Theta oscillation-coupled dendritic spiking integrates inputs on a long time scale

Persistent neural activity lasting for seconds after transient stimulation has been observed in several brain areas. This activity has been taken to be indicative of the integration of inputs on long time scales. Passive membrane properties render neural time constants to be on the order of milliseconds. Intense synaptic bombardment, characteristic of in vivo states, was previously shown to further reduce the time scale of effective integration. We explored how long-term integration in single cells could be supported by dendritic spikes coupled with the theta oscillation, a prominent brain rhythm often observed during working memory tasks. We used a two-compartmental conductance-based model of a hippocampal pyramidal cell to study the interplay of intrinsic dynamics with periodic inputs in the theta frequency band. We show that periodic dendritic spiking integrates inputs by shifting the phase relative to an external oscillation, since spiking frequency is quasi-linearly modulated by current injection.
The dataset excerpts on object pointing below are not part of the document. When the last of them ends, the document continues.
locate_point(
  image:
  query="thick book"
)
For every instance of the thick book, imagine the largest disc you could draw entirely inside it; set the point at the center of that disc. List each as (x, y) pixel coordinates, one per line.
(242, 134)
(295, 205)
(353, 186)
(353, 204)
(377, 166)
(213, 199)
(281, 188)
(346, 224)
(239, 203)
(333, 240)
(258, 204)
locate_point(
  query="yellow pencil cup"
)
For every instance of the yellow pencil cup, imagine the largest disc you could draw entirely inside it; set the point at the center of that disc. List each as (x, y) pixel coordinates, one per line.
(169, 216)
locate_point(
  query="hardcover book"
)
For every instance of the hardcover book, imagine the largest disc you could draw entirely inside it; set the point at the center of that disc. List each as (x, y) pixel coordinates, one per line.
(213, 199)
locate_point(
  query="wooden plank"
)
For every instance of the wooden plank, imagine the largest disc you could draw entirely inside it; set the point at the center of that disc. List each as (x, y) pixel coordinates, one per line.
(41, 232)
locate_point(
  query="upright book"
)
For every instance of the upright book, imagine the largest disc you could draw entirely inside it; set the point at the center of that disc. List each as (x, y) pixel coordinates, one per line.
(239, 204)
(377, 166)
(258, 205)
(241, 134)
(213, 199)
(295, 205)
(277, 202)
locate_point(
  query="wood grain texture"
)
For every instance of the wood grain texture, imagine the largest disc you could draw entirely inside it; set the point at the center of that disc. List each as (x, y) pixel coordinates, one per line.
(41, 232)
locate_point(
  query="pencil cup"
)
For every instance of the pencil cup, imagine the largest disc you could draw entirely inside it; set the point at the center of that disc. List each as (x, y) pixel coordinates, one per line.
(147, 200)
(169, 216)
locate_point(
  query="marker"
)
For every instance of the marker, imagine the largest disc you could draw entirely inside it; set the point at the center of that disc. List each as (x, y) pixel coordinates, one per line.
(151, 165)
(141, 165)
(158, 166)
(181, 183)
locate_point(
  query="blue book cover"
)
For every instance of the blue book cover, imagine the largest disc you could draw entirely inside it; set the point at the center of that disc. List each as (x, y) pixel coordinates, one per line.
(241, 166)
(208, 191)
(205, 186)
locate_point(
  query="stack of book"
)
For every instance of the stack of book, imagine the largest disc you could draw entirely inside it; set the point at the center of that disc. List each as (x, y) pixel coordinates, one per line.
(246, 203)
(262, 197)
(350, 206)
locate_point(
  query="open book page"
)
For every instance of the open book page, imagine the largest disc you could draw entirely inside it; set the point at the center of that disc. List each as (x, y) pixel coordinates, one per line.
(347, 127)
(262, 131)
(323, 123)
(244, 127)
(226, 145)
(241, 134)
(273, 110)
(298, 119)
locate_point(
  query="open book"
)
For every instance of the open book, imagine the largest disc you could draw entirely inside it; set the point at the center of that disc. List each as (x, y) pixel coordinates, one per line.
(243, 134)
The time-constant of this integration process is practically infinite for input intensities above a threshold (the integration threshold) and can be still several hundred milliseconds long below the integration threshold. The somatic compartment received theta frequency stimulation in antiphase with the dendritic oscillation. Consequently, dendritic spikes could only elicit somatic action potentials when they were sufficiently phase-shifted and thus coincided with somatic depolarization. Somatic depolarization modulated the frequency but not the phase of firing, endowing the cell with the capability to code for two different variables at the same time. Inputs to the dendrite shifted the phase of dendritic spiking, while somatic input was modulating its firing rate. This mechanism resulted in firing patterns that closely matched experimental data from hippocampal place cells of freely behaving rats. We discuss the plausibility of our proposed mechanism and its potential to account for the firing pattern of cells outside the hippocampus during working memory tasks.